One of the technologies Joey is helping researchers beta test, called the Haptic Wave, is a control surface aimed at addressing this problem. Researchers from Goldsmiths flew over from London, England to Macon, Georgia specifically to work one-on-one with Joey and run through a number of experiments. Joey describes the Haptic Wave interface in this way: “Essentially what you have is the X and a Y axis. So it’s a fairly simple device to build…it’s got two faders on it. It’s got one fader that goes from left to right, and then another fader, a smaller one, on top of that fader that goes up and down…As you scrub left to right, it takes you through the wave form, and moves you through the audio.

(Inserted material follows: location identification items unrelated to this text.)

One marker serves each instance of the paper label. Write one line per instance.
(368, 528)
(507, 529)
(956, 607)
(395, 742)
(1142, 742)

And then, the other fader that moves up and down, bounces around to show you what the amplitude is. So as you move from left to right, the other fader moves up and down and gives you decibel levels… That’s really handy when you’re looking for transients. Like, ‘Oh, here’s the kick drum. I can see that this is where the kick…the heavy attack’s at_, so I want to move this a beat earlier,’ or whatever. It’s in the very early development stages.”

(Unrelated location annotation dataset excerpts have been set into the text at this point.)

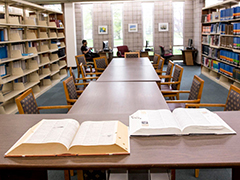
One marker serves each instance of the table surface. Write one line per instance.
(118, 98)
(146, 152)
(129, 70)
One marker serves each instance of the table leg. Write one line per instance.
(236, 173)
(23, 174)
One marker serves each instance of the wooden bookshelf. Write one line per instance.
(218, 75)
(33, 41)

Joey is also helping beta test a technology developed at Queen Mary University of London. They’ve developed a plugin called the Accessible Peak Meter (available now for free). The technology enables blind engineers to define parameters telling them when they’ve hit certain decibel level on a track. “If you’re looking for peaks, you know, it will actually beep and tell you when you’ve hit that peak. And of course you can have as many instances as you want, on as many tracks as you want. If you just want it over your master bus, you know, that’s fine. Or if you want it on each track, that’s fine… It’s a brilliant piece of technology. And now, they’re talking about trying to find a way to make spectrum analyzers more accessible by using different tones.”

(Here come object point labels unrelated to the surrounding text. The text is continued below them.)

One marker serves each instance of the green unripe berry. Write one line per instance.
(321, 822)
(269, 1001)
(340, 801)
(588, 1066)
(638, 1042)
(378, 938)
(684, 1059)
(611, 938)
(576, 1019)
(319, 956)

So how does Joey feel about the contribution he’s making to the world? He’s downright jazzed about it.
“I came back from that conference re-inspired to do more. I’ve done a lot, but I’ve become more inspired to do more. Because honestly, you know, most of the blind musicians that were there are not at the same place that I am in their journey. They haven’t had the opportunities I’ve had. They haven’t had the ability to do the things that I’ve done professionally and a lot of them really deserve it. There’s some incredible talent. And so I thought, ‘Man, I need to come back and help make sure that these people get a chance to be heard.’”
Keep on being part of the solution Joey! Change is on the way and we’re proud Recording Connection mentor Joey Stuckey is at the forefront of making it happen!